Dj writes to let us know that Microsoft has regained its FAT patent in Germany. (We discussed it three years ago when the German Federal Patent Tribunal ruled that Microsoft's patent on the FAT file system, with short and long names, was not enforceable.) "The [German] appeal court's decision brings it into line with the US patent office's assessment of the FAT patent. In early 2006, after lengthy deliberations, the latter confirmed the rights to protection conferred by [US] patent number 5,579,517, claiming that the development was new and inventive."

4 of 113 comments (clear)

  1. Microsoft gets Back Fat? There's an iDiet for that by Anonymous Coward · · Score: 5, Funny

    just saying.

  2. Software Patents in Germany by Anonymous Coward · · Score: 5, Insightful

    Just too bad that software patents can not be inforced in germany. They only exist for a possible future change of german or european patent law. A change which is currently rather unlikely.

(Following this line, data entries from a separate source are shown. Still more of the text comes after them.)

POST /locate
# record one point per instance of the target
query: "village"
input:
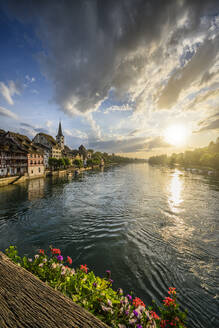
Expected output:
(22, 157)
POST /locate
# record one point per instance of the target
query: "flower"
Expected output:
(137, 301)
(154, 315)
(135, 313)
(55, 251)
(84, 268)
(69, 260)
(109, 303)
(72, 272)
(172, 291)
(132, 321)
(163, 323)
(120, 291)
(60, 258)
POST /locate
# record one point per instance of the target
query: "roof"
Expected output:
(49, 138)
(19, 137)
(23, 142)
(42, 147)
(60, 130)
(9, 145)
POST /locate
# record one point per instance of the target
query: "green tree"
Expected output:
(78, 163)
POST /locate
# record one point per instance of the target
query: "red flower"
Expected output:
(154, 315)
(137, 301)
(69, 260)
(55, 251)
(163, 324)
(172, 291)
(84, 268)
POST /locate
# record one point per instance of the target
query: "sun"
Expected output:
(176, 135)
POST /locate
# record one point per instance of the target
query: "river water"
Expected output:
(152, 227)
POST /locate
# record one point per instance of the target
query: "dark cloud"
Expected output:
(37, 130)
(7, 113)
(210, 123)
(202, 97)
(184, 77)
(27, 125)
(92, 46)
(214, 125)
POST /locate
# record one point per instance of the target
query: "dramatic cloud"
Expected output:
(30, 128)
(129, 145)
(211, 123)
(136, 47)
(123, 70)
(184, 77)
(7, 113)
(9, 91)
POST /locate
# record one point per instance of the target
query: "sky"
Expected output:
(133, 77)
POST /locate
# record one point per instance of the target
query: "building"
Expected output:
(49, 142)
(46, 154)
(13, 159)
(60, 138)
(34, 155)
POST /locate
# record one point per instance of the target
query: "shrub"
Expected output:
(96, 294)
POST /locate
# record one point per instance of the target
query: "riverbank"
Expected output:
(26, 301)
(153, 228)
(20, 179)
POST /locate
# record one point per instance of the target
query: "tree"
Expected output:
(66, 161)
(78, 163)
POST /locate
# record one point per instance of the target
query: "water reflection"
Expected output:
(36, 189)
(175, 190)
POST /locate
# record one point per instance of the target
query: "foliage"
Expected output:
(66, 161)
(96, 294)
(78, 163)
(203, 157)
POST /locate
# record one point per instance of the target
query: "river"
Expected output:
(152, 227)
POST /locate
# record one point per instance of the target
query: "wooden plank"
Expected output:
(27, 302)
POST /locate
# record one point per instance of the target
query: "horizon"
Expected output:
(134, 78)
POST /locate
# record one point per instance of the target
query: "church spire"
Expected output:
(60, 130)
(60, 138)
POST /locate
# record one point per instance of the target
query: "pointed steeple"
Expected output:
(60, 130)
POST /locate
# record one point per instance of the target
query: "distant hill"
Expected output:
(203, 157)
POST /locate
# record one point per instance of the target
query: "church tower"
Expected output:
(60, 137)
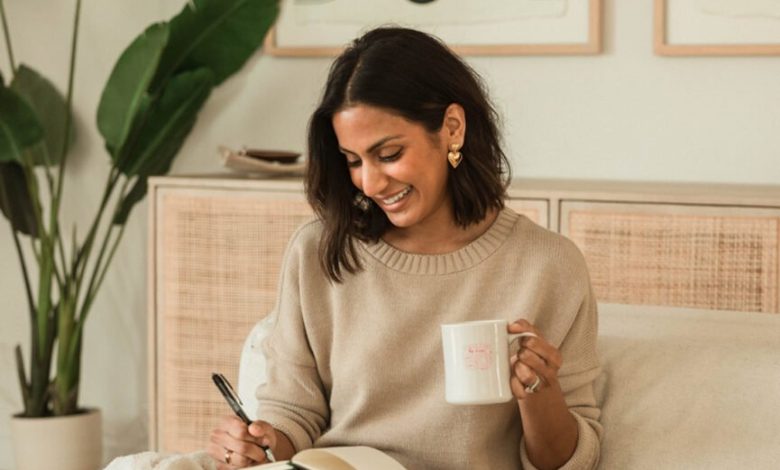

  3. Stupid Headline by fm6 · · Score: 5, Informative

    The patent is not for the FAT filesystem itself. The patent is for the kludge that allows FAT to support both long filenames and 8.3 filenames.

    http://en.wikipedia.org/wiki/Long_filename

  4. Re:FAT is antiquated by fuzzyfuzzyfungus · · Score: 5, Insightful

    FAT is, indeed, an antique; but it is still pretty much the only FS that is trivial enough to implement in your cheap digital camera or USB MSC MP3 player, or whatever, that is also supported out of the box by MS operating systems.

    That is why FAT is still worth something to Microsoft. Even for fairly fiddly embedded systems, there are plenty of free filesystems that are easily good enough. For real computers, FAT would be absurd. If, however, you are making a fiddly embedded system that also has to share a filesystem with a real computer, FAT is basically your choice(or exFAT, which is newer and more evil, and will be patent protected even longer).

    Microsoft has absolutely no incentive to support ext2, 3, or 4, or HFS, or any of the others, and NTFS is a bit much for the lighter-weight embedded systems.